3. Infine forse la parola chiave: “melodramma”. Che potrebbe anche essere sostituita da feuilleton, o dalla più moderna noir (con i dovuti distinguo): non sarebbe cosa bizzarra immaginarsi le vicende dei suoi romanzi pubblicate a puntate come accadeva in Francia o in Inghilterra con le opere di Balzac, di Dumas, di Dickens ecc., lì dove e quando il romanzo nasceva. Le costruzioni di Zafon, infatti, sono sempre molto articolate, e vedono ruotare attorno ai personaggi principali anche comprimari altrettanto affascinanti, utili tutti a mettere insieme quel puzzle che piano piano si compone e che porta al disvelamento di un mistero, legando il lettore alla storia così come facevano i grandi maestri dell’Ottocento che – per ricordare che la scrittura è anche un mestiere, oltre che un’arte e un talento – avevano bisogno di fidelizzarlo perché l’editore commissionasse loro una puntata ancora.

Nulla di male quindi quando il romanzo, cioè, sazia una fame di “storie” e spinge chi lo prende in mano ad aver voglia di girare le pagine per scoprire come va avanti, e come finisce.
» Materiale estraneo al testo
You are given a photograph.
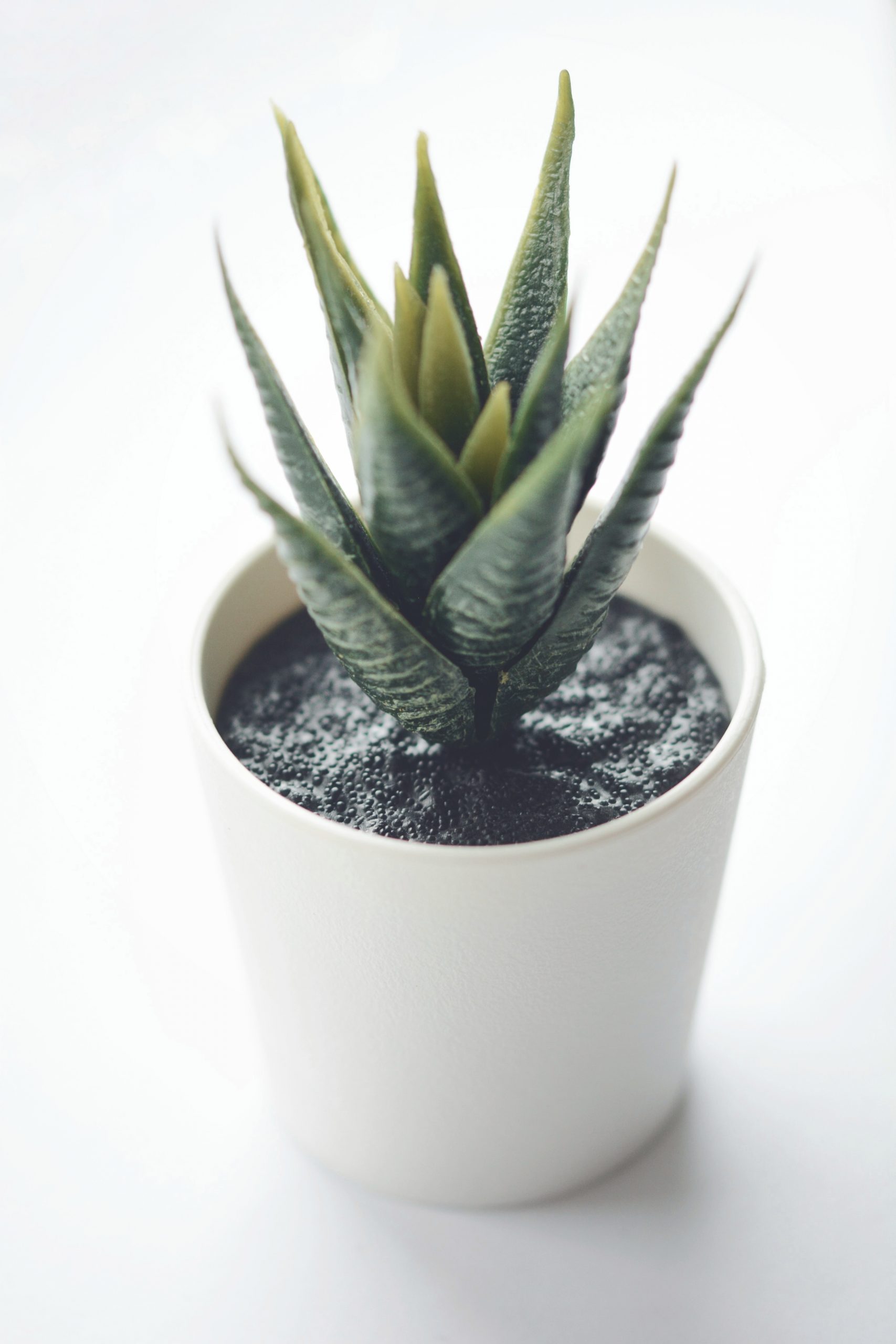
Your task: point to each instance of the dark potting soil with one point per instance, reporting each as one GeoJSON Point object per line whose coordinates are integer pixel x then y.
{"type": "Point", "coordinates": [640, 713]}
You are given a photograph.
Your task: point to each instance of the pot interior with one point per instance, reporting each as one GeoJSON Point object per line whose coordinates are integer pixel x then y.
{"type": "Point", "coordinates": [664, 579]}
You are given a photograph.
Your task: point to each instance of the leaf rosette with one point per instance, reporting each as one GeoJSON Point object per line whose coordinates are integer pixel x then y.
{"type": "Point", "coordinates": [448, 597]}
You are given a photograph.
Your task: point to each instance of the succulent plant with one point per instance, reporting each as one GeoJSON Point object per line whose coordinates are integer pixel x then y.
{"type": "Point", "coordinates": [449, 598]}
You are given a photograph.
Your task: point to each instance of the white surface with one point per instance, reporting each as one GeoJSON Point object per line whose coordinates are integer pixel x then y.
{"type": "Point", "coordinates": [477, 1026]}
{"type": "Point", "coordinates": [144, 1193]}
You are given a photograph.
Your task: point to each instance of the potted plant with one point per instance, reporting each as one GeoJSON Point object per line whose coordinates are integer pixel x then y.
{"type": "Point", "coordinates": [475, 855]}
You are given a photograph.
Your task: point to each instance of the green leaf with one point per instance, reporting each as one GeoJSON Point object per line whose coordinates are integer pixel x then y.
{"type": "Point", "coordinates": [342, 246]}
{"type": "Point", "coordinates": [410, 313]}
{"type": "Point", "coordinates": [431, 246]}
{"type": "Point", "coordinates": [448, 397]}
{"type": "Point", "coordinates": [606, 557]}
{"type": "Point", "coordinates": [608, 354]}
{"type": "Point", "coordinates": [535, 289]}
{"type": "Point", "coordinates": [316, 491]}
{"type": "Point", "coordinates": [539, 412]}
{"type": "Point", "coordinates": [418, 503]}
{"type": "Point", "coordinates": [379, 649]}
{"type": "Point", "coordinates": [488, 441]}
{"type": "Point", "coordinates": [500, 588]}
{"type": "Point", "coordinates": [349, 308]}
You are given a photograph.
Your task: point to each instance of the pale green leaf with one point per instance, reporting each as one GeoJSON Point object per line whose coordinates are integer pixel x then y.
{"type": "Point", "coordinates": [349, 308]}
{"type": "Point", "coordinates": [431, 246]}
{"type": "Point", "coordinates": [487, 445]}
{"type": "Point", "coordinates": [418, 503]}
{"type": "Point", "coordinates": [446, 390]}
{"type": "Point", "coordinates": [410, 313]}
{"type": "Point", "coordinates": [501, 585]}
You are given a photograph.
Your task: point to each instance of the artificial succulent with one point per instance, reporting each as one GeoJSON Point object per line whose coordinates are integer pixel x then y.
{"type": "Point", "coordinates": [449, 598]}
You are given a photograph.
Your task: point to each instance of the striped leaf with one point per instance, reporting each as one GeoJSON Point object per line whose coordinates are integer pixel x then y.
{"type": "Point", "coordinates": [381, 651]}
{"type": "Point", "coordinates": [539, 412]}
{"type": "Point", "coordinates": [606, 557]}
{"type": "Point", "coordinates": [431, 246]}
{"type": "Point", "coordinates": [410, 315]}
{"type": "Point", "coordinates": [608, 354]}
{"type": "Point", "coordinates": [349, 307]}
{"type": "Point", "coordinates": [418, 503]}
{"type": "Point", "coordinates": [501, 586]}
{"type": "Point", "coordinates": [316, 491]}
{"type": "Point", "coordinates": [536, 286]}
{"type": "Point", "coordinates": [446, 390]}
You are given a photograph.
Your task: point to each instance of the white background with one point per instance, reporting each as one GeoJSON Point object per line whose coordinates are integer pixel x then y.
{"type": "Point", "coordinates": [145, 1195]}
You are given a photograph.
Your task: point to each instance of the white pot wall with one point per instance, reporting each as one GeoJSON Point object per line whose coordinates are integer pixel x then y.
{"type": "Point", "coordinates": [479, 1025]}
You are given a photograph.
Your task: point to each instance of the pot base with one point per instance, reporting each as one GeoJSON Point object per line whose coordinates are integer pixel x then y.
{"type": "Point", "coordinates": [440, 1190]}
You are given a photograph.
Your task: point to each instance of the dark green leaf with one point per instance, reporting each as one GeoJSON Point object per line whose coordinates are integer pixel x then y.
{"type": "Point", "coordinates": [418, 503]}
{"type": "Point", "coordinates": [606, 557]}
{"type": "Point", "coordinates": [608, 354]}
{"type": "Point", "coordinates": [342, 246]}
{"type": "Point", "coordinates": [316, 491]}
{"type": "Point", "coordinates": [349, 308]}
{"type": "Point", "coordinates": [410, 313]}
{"type": "Point", "coordinates": [536, 286]}
{"type": "Point", "coordinates": [388, 659]}
{"type": "Point", "coordinates": [501, 586]}
{"type": "Point", "coordinates": [431, 248]}
{"type": "Point", "coordinates": [488, 441]}
{"type": "Point", "coordinates": [539, 412]}
{"type": "Point", "coordinates": [446, 392]}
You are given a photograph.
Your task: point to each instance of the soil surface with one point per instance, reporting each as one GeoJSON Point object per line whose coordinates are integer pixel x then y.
{"type": "Point", "coordinates": [641, 711]}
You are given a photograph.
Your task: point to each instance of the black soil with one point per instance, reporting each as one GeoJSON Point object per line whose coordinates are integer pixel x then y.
{"type": "Point", "coordinates": [641, 711]}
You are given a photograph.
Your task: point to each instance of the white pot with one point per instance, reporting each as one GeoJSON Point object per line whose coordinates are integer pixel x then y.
{"type": "Point", "coordinates": [479, 1025]}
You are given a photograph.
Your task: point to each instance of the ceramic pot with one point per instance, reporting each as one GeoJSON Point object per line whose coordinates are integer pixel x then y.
{"type": "Point", "coordinates": [479, 1026]}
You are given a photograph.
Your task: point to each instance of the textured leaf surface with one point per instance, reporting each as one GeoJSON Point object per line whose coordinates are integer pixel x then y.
{"type": "Point", "coordinates": [342, 248]}
{"type": "Point", "coordinates": [316, 491]}
{"type": "Point", "coordinates": [418, 503]}
{"type": "Point", "coordinates": [431, 246]}
{"type": "Point", "coordinates": [608, 354]}
{"type": "Point", "coordinates": [383, 652]}
{"type": "Point", "coordinates": [539, 412]}
{"type": "Point", "coordinates": [503, 584]}
{"type": "Point", "coordinates": [446, 393]}
{"type": "Point", "coordinates": [488, 441]}
{"type": "Point", "coordinates": [410, 315]}
{"type": "Point", "coordinates": [347, 306]}
{"type": "Point", "coordinates": [535, 289]}
{"type": "Point", "coordinates": [606, 557]}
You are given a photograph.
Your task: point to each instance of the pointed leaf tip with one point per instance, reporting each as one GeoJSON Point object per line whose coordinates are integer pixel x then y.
{"type": "Point", "coordinates": [418, 503]}
{"type": "Point", "coordinates": [448, 397]}
{"type": "Point", "coordinates": [431, 246]}
{"type": "Point", "coordinates": [535, 289]}
{"type": "Point", "coordinates": [382, 652]}
{"type": "Point", "coordinates": [609, 551]}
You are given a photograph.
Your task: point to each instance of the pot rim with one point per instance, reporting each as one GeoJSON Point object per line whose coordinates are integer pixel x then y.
{"type": "Point", "coordinates": [742, 721]}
Sono spesso romanzi come quelli di Zafon, in cui si crea un’alchimia tra trama, scrittura e ambientazione (nel suo caso una gotica Barcellona) ad ampliare la platea dei lettori, che in Italia consideriamo sempre troppo scarsa. Le opere dello scrittore spagnolo sono invero state tradotte in più di quaranta lingue e probabilmente quindi lette da lettori di ogni schiatta, ottenendo certo quell’effetto divisivo che spesso la letteratura suscita.

Un dettaglio incuriosisce: l’autore non voleva che la sua opera venisse portata sul grande schermo, temendo in qualche misura che i suoi elaborati intrecci perdessero di smalto se tradotti in quel linguaggio, quindi ora non abbiamo che una soluzione per il futuro: non potendoci aspettare nulla di nuovo dalla sua penna, ritornare con gli occhi e la mente su quello che ha già scritto. E, perché no, infilare un suo libro in valigia, ora che le vacanze s’avvicinano.